Rescapée d'un incendie, elle a été retenue quinze longs mois chez la dame à qui ma mère et moi l'avions confiée, en même temps qu'Arwen. L'été dernier, j'ai dû batailler pour la récupérer et finalement hausser sérieusement le ton, sourde aux vociférations de la dame en question qui, pour des raisons tout à fait farfelues, refusait de me la rendre. Mais je bénéficiais de la complicité de son gendre, habitué (et insensible !) aux caprices et bizarreries de sa belle-doche. Arwen avait rejoint le Paradis des Chats au cours de sa captivité, je l'appris ce jour-là - c'était le 1er août 2018. A peine le pied posé dans la pièce où vivaient une dizaine de chats privés de liberté, j'ai vu Armoise, "la Loutre". Perchée sur un meuble, elle me tournait le dos. J'avais si peur qu'elle m’ait oubliée après une si longue séparation. J'ai murmuré "Mon Armoise". Elle a émis un petit miaulis et m'a regardée. Armoise. J'ai pu la prendre dans mes bras et la serrer - pas trop fort, les chats n'appréciant pas outre-mesure les effusions débordantes -, l'embrasser, lui dire des mots tendres à l'oreille et répéter son nom. "Mon Amie Douce", "Ma Chérie Douce", "ma Tendresse" : autant de mantras qui participaient de notre relation quasi fusionnelle d'avant le cataclysme. Elle ronronnait. Elle paraissait en bonne santé - je la trouvais même un peu grossie. J'en pardonnais presque sa folle vindicte et ses cris de démente à la Thénardier abusivement rétentrice des chats d'autrui. J'avais retrouvé Armoise. Elle m'avait retrouvée. Patiente, et d'une bouleversante fidélité...
Je l'ai vivement embarquée dans son panier de transport.
Elle est revenue vivre avec moi, Fanchette et sa progéniture, Socrate et Xénon, nés en exil.
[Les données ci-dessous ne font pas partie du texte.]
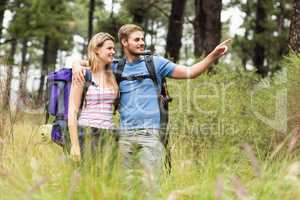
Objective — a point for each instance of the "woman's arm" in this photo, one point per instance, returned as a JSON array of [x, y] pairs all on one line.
[[74, 104], [78, 67]]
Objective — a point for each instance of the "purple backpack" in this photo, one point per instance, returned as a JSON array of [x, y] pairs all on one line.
[[57, 102]]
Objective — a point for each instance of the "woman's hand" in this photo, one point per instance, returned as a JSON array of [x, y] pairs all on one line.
[[220, 50], [78, 67], [75, 153]]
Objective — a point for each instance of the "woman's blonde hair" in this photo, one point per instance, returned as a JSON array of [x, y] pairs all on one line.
[[96, 42]]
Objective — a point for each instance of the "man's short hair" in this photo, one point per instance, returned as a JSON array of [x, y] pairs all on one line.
[[126, 30]]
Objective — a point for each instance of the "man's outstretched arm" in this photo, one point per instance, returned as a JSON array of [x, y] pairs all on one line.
[[182, 72]]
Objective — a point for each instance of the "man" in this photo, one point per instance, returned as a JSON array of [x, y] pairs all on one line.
[[139, 109]]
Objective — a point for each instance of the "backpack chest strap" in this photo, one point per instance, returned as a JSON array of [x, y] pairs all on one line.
[[133, 78]]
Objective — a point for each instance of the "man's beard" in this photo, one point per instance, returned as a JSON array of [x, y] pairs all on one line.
[[134, 53]]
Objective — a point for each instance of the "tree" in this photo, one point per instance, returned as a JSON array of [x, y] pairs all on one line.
[[207, 26], [54, 22], [265, 23], [175, 29], [294, 36], [2, 10], [260, 29], [91, 18], [9, 72]]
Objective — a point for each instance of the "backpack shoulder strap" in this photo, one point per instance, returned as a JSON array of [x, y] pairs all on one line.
[[88, 82], [120, 69], [151, 69]]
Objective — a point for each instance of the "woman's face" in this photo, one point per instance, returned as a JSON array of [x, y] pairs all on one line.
[[106, 51]]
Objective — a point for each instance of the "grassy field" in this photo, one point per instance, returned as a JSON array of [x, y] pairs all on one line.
[[233, 136]]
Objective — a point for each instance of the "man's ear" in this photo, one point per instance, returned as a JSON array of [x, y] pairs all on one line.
[[124, 42]]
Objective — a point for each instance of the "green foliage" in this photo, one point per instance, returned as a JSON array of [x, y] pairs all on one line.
[[209, 161], [273, 35]]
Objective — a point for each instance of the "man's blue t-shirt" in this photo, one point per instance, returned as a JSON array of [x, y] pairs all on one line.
[[139, 105]]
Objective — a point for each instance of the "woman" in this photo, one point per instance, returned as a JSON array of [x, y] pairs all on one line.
[[94, 121]]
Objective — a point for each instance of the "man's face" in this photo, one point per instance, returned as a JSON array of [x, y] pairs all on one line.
[[135, 43]]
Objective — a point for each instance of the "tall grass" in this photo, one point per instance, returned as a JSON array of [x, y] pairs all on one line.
[[221, 146]]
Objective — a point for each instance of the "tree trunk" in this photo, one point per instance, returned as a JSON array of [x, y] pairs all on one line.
[[23, 75], [207, 26], [283, 48], [2, 10], [294, 36], [244, 56], [7, 93], [175, 29], [199, 28], [91, 19], [50, 50], [259, 49], [212, 25]]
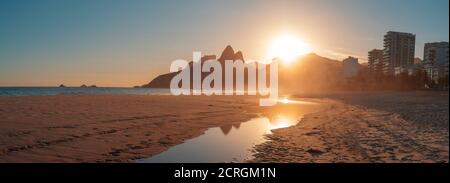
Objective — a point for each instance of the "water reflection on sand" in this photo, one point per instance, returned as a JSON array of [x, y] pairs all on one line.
[[234, 142]]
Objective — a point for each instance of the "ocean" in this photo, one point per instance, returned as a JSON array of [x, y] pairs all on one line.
[[39, 91]]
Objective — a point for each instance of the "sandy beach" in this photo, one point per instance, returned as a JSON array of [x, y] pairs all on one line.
[[348, 127], [373, 127], [107, 128]]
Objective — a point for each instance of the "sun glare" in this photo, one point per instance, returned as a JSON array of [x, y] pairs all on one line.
[[287, 48]]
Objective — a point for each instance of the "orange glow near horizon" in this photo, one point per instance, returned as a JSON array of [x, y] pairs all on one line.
[[288, 47]]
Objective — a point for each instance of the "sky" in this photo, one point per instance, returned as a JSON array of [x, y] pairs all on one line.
[[128, 43]]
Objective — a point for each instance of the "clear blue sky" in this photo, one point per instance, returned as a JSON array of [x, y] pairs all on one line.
[[126, 43]]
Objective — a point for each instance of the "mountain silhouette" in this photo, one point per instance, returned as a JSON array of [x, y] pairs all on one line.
[[309, 73], [163, 81]]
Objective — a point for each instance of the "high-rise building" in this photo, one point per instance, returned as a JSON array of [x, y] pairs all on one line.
[[375, 61], [398, 52], [435, 60]]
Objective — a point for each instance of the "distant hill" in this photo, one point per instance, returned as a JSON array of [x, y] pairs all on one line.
[[309, 73]]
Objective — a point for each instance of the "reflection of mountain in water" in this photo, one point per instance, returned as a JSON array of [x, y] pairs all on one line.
[[237, 125], [226, 129]]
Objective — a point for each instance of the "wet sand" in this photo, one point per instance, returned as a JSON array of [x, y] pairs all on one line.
[[366, 127]]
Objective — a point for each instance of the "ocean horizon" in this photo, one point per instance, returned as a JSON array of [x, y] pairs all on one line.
[[42, 90]]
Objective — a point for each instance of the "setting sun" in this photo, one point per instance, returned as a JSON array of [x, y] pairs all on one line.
[[287, 48]]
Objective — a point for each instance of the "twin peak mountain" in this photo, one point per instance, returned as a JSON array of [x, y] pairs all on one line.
[[310, 72]]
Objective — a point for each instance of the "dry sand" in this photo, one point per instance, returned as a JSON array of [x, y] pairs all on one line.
[[108, 128], [349, 127], [366, 127]]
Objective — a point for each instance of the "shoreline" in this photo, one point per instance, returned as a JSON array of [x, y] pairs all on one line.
[[349, 127], [354, 129], [107, 128]]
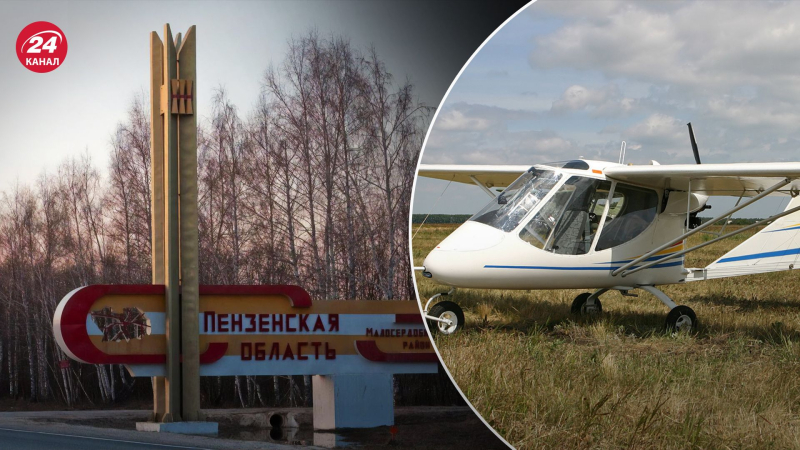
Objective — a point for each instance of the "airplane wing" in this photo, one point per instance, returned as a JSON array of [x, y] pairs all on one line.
[[711, 179], [773, 249], [490, 176]]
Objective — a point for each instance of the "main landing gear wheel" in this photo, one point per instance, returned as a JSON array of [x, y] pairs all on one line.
[[681, 319], [582, 307], [447, 311]]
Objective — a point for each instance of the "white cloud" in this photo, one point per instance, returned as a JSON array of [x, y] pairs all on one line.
[[604, 101], [455, 120]]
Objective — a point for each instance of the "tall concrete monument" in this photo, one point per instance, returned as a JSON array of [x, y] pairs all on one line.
[[173, 153]]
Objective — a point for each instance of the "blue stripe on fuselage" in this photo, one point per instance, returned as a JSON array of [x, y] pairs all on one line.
[[657, 266], [791, 251]]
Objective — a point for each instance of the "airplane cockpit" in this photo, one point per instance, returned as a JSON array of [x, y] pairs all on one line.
[[565, 213]]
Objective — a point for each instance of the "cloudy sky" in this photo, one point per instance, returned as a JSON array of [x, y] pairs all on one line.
[[566, 79], [74, 110]]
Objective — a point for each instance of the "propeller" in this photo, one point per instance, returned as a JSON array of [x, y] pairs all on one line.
[[694, 143]]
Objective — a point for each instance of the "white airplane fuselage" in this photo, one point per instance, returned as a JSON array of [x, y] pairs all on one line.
[[477, 255]]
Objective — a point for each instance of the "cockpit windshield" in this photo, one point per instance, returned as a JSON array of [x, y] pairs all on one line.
[[510, 207]]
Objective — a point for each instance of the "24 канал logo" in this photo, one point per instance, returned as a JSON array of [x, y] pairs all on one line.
[[41, 47]]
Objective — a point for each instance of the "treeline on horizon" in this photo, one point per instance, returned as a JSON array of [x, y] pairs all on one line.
[[312, 187]]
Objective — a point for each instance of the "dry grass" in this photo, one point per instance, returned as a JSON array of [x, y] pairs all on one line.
[[545, 379]]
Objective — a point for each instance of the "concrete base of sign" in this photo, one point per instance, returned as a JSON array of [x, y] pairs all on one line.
[[201, 428], [353, 401]]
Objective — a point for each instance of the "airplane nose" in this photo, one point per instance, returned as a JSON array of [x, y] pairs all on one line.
[[457, 260]]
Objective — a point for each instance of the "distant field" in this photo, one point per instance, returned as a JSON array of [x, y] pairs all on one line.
[[545, 379]]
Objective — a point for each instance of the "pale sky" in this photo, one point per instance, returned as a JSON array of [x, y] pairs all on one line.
[[45, 118], [566, 79]]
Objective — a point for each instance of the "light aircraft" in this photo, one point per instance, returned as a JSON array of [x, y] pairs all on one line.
[[585, 224]]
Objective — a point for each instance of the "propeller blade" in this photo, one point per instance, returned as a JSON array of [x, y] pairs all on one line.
[[694, 143]]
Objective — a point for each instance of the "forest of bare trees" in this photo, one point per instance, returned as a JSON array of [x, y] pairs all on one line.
[[312, 187]]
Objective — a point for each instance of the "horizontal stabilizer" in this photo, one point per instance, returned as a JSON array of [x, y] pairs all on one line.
[[773, 249]]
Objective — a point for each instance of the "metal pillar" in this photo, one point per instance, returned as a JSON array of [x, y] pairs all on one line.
[[174, 219]]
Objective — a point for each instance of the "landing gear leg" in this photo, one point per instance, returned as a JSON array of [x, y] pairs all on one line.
[[681, 318], [445, 317], [587, 304]]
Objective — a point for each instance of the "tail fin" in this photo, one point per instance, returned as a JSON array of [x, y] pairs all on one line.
[[773, 249]]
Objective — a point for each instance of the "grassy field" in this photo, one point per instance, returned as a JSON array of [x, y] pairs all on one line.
[[546, 379]]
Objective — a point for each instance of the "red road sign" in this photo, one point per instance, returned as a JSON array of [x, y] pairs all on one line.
[[246, 330]]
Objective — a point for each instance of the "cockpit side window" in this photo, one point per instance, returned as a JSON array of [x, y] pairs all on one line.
[[631, 211], [567, 223], [509, 208]]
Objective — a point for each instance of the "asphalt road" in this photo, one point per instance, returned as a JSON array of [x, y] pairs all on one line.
[[12, 439]]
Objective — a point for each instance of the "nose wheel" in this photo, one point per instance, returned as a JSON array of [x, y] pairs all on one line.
[[587, 304], [445, 318], [681, 318]]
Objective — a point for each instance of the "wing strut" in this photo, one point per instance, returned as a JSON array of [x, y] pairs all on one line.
[[694, 143], [699, 246], [483, 186], [772, 189]]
Nous avons très vite - le temps d'une inspection circonspecte des lieux - renoué avec nos habitudes, même si bien des choses avaient changé...
J'ignore si elle a souffert de la séparation. Oui, sans doute, et sans doute autant que ma mère, qui n'était pas là pour l’accueillir, et moi...
Aujourd'hui Armoise est à moitié normande. (Moi je suis à moitié nomade 😉) Elle s'est approprié son nouveau domaine, à commencer par la maison. Après quelques frictions avec le maître de céans, Khéops le Noir, la paix semble rétablie. Lorsque j'ouvre la porte de mon bureau, je la trouve allongée à un mètre de là. Elle m'attend. Et j'ose enfin la laisser sortir pour des balades ou des explorations du territoire, un luxuriant jardin à flanc de coteau. Les premières fois je l'avais munie, la pauvre, d'un harnais attaché à une laisse. Las, la belle avait d'autres ambitions que ces courtes virées frustrantes. Ce qui devait arriver arriva : elle tira sur la laisse et se défit du harnais en un clin d’œil pour prendre ses pattes à son cou et disparaître dans la nature, au grand affolement de ses humains. Moi qui avais cru en l'harnais du salut... Trois-quarts d'heure après son évasion, Armoise est revenue. Satisfaite. A présent, elle m'accompagne lorsque je sors dans le jardin. Primesautière, mais tout odorat et tout ouïe. Et, où que je sois, elle accourt vers moi lorsque je m'accroupis et l'appelle doucement. On a tort de ne pas faire confiance aux chats. On a tort de ne pas faire confiance à un être qu'on aime et qui nous aime.
Son bonheur est le mien.
En Normandie, Armoise, la Loutre, l'Amie Douce et, oui, prodigieuse, après avoir subi, comme son frère et ses sœurs félins moins chanceux, les rigueurs et l'absurdité de l'exil forcé, a recouvré son indépendance et reconquis son statut de chat libre.

 
 Je t'observe...
 Une patte étendue, une pose de star...
 Le doigt blanc... 
                       

Dans "son" bureau normand
 

 La Redoutable...


Merci à A., l'Ami prodigieux...

lundi 15 octobre 2018

Une halte sur la route (la petite église qui nous intriguait)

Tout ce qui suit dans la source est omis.